The biggest, most sophisticated Mars rover ever built—a car-size vehicle bristling with cameras, microphones, drills and lasers—blasted off for the red planet Thursday as part of an ambitious, long-range project to bring the first Martian rock samples back to Earth to be analyzed for evidence of ancient life.

NASA's Perseverance rode a mighty Atlas V rocket into a clear morning sky in the world's third and final Mars launch of the summer. China and the United Arab Emirates got a head start last week, but all three missions should reach their destination in February after a journey of seven months and 300 million miles (480 million kilometres).
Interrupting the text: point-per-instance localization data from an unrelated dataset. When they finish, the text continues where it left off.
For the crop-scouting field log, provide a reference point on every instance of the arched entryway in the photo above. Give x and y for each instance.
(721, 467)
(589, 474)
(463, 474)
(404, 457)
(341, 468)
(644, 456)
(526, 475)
The plutonium-powered, six-wheeled rover will drill down and collect tiny geological specimens that will be brought home in about 2031 in a sort of interplanetary relay race involving multiple spacecraft and countries. The overall cost: more than USD 8 billion.

NASA's science mission chief, Thomas Zurbuchen, pronounced the launch the start of “humanity's first round trip to another planet.” “Oh, I loved it, punching a hole in the sky, right? Getting off the cosmic shore of our Earth, wading out there in the cosmic ocean," he said. “Every time, it gets me.”

In addition to addressing the life-on-Mars question, the mission will yield lessons that could pave the way for the arrival of astronauts as early as the 2030s.

“There's a reason we call the robot Perseverance. Because going to Mars is hard,” NASA Administrator Jim Bridenstine said just before liftoff. “It is always hard. It's never been easy. In this case, it's harder than ever before because we're doing it in the midst of a pandemic.”

The U.S., the only country to safely put a spacecraft on Mars, is seeking its ninth successful landing on the planet, which has proved to be the Bermuda Triangle of space exploration, with more than half of the world's missions there burning up, crashing or otherwise ending in failure.

China is sending both a rover an orbiter.

The UAE, a newcomer to outer space, also has an orbiter en route.

It's the biggest stampede to Mars in spacefaring history. The opportunity to fly between Earth and Mars comes around only once every 26 months when the planets are on the same side of the sun and about as close as they can get.

Launch controllers wore masks and sat spaced apart at the Cape Canaveral control center because of the coronavirus outbreak, which kept hundreds of scientists and other team members away from Perseverance's liftoff.